2. The learned Munsif found in favour of the plaintiffs and gave a decree on certain terms. He found that the natural drain-age of the village was through this khal and that the tenants of Beluria had wrongfully obstructed it at points A and B.
3. On the case coming up in appeal the only point decided is the question whether the suit could proceed owing to defect of parties. The case set up was that though no doubt the people of Beluria were the people who were said to have put up the obstructions, the plaintiffs had asked for a declaration that the whole khal must remain open and not only through the 7 mouzas lying successively to the south The learned Additional District Judge accepted this contention and dismissed the suit on the preliminary ground that the suit was bad for defect of parties He held that the principle laid down in the case of Haran Sheikh v. Ramesh Chandra Bhattacharjee A.I.R. 1921 Cal 622 was applicable to the case and did not follow the observations in the case of Madan Mohan Chakravarty v. Sashi Bhusan Mukerjee  19 C.W.N. 1211. The facts of this case, according to the pleadings are that the people of Beluria alone had put up these obstructions at points A and B and no obstruction had been made in the khal at any point further south where it passed along the east side of the other mouzas; and the prayer in the plaint was for a declaration of prescriptive and natural right of easement and easement of necessity by cutting these bunds so as to discharge water through the khal as delineated in the map, and for a permanent injunction restraining the tenants of Beluria from putting any further obstructions in the khal. No relief, therefore, appears to us to have been sought again it the tenants of any of the other mouzas lying further to the south. This case on its pleading is, therefore, in our opinion, clearly distinguishable from the case of Haran Sheikh v. Ramesh Chandra Bhattacharjee A.I.R. 1921 Cal 622. In that case one of the persons interested in the servient tenement not having been made a party it was held that his nonjoinder as a party to the suit was a fatal defect in the case. But in this particular case no relief is asked for in the plaint against any one else except the tenants of Beluria. It is remarked in the case of Madan Mohan Chakravarty v. Sashi Bhusan Mukerjee  19 C.W.N. 1211 that servient owner means the servient owner who has raised objection to a plaintiffs right against whom there is a cause of action and does not refer to the owners of all the tenements over which a way passes. In our view, therefore, it was not necessary to make the tenants of the other mouzas to the south parties in the particular litigation.
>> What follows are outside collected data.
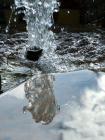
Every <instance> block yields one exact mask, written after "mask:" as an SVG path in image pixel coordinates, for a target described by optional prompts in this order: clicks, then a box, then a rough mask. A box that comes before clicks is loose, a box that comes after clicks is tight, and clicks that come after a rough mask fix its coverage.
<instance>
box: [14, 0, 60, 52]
mask: <svg viewBox="0 0 105 140" xmlns="http://www.w3.org/2000/svg"><path fill="white" fill-rule="evenodd" d="M15 4H16V6H17V8H18V7H21V6H24V7H25V9H26V10H25V20H26V22H27V31H28V39H29V43H28V46H30V47H33V46H35V47H38V48H42V49H43V50H44V51H45V52H47V50H48V49H49V48H51V49H52V48H54V46H55V43H54V33H53V32H52V31H51V30H50V28H51V26H52V24H53V18H52V16H53V12H54V11H55V12H57V11H58V7H59V2H57V1H56V0H15Z"/></svg>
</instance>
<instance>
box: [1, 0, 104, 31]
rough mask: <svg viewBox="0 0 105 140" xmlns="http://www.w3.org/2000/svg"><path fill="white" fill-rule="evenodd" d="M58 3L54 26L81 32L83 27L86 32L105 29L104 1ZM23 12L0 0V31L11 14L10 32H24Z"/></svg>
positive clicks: (86, 0)
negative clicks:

4. At the hearing before us a further point has been raised, i.e., that, as a matter of fact, the obstructions put up at the points A and 8 are on land in the khas possession of the zamindar who should be a party. This point appears to be only raised at this stage. Nowhere in the pleadings does it appear that the landlord was considered to be a necessary party to this case. In fact we do not know whether these two mouzas are under the same landlord or not. We bold that this point cannot be raised at this stage.
5. In the result, therefore, this appeal is allowed, the decree of the learned Additional District Judge is set aside, and the case remanded to the Court of the District Judge of Midnapur for re-hearing of the appeal on the merits. Costs will abide the result.